Maj. Andrea Homer, a guest instructor from Special Operations Command South, engages with students while teaching a lesson on gender in the joint planning process, Sept. 19, 2019, at the education center in Yokota Air Base, Japan. This was during the first GiO course in the Department of Defense, which was developed in response to the need for comprehensive education on incorporating gender perspectives into military operations such as foreign disaster relief. (Photo by Maj. Andrea Homer)
YOKOTA AIR BASE, Japan -- Members of U.S. Indo-Pacific Command (USINDOPACOM) conducted the first Gender in Operations (GiO) course in the Department of Defense Sept. 17-19, 2019, at the education center in Yokota Air Base, Japan. The three-day course was developed primarily for U.S. DOD personnel in response to the need for comprehensive education on women, peace and security (WPS), to include incorporating gender perspectives into military operations.
“The only way we can effectively engage in the security sector is by understanding that security usually means different things for men, women, boys and girls,” said Dr. John Wood, director of USINDOPACOM Pacific Outreach. “Meaningfully engaging and including women, as well as men, across the entire conflict and crisis spectrum is therefore a security imperative.”
Monica Herrera, the GiO course director, designed the course to be regionally focused. It included a case study on a real-life disaster response incident for students to practice gender analysis.

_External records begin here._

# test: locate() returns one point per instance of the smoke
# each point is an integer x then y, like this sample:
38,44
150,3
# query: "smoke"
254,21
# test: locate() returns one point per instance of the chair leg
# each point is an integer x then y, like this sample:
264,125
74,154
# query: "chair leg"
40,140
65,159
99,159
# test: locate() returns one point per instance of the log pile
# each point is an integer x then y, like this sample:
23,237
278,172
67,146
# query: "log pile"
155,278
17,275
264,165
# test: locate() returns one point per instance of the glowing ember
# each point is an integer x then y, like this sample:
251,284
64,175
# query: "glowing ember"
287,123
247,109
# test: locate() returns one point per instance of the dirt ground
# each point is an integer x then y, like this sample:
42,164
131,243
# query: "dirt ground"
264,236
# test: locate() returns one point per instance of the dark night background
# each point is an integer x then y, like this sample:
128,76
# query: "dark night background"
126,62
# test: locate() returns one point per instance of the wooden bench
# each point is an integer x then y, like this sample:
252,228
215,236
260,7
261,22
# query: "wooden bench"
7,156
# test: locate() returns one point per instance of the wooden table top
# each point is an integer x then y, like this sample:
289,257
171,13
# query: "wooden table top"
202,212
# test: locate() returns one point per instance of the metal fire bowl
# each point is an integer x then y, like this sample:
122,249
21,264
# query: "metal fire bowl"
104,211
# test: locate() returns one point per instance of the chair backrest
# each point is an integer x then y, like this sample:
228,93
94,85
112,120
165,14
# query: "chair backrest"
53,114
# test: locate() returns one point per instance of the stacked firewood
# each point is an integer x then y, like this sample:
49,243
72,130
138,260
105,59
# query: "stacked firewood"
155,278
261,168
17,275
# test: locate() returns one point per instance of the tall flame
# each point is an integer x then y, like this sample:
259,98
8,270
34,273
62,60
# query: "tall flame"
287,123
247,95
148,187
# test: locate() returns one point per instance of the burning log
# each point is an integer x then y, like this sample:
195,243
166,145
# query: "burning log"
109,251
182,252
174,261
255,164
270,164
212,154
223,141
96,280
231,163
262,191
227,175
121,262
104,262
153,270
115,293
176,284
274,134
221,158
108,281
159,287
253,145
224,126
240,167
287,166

“We operate in a region that is prone to a wide range of natural disasters and our forces are often part of foreign disaster relief (FDR) operations – frequently alongside other partner nations,” Herrera said. “The more interoperable we are, the more effectively we’ll be able to collectively respond. “
One of the reasons they ran the course for personnel at U.S. Forces Japan first is because Japan’s National Action Plan on WPS also recognizes the need to mainstream gender into disaster preparedness, response, and recovery efforts, she added. Part of being interoperable with the Japanese means having a better understanding of gender as it relates to these operations.
“The Indo-Pacific faces increasingly complex security challenges,” said Col. Dexter Caston, chief of USINDOPACOM Pacific Outreach – All Hazards Division. “Incorporating a gender perspective means greater insight into the causes and potential solutions to these concerns. We still have a lot of work to do in recognizing how gender affects security and how that in turn affects our strategies, operations and tactics.”
The course helped meet the requirements outlined in United Nations Security Council Resolution 1325 and as well as the legal mandate for training required by the U.S. WPS Act of 2017 (Public Law No. 115-68) and the U.S. Strategy on WPS.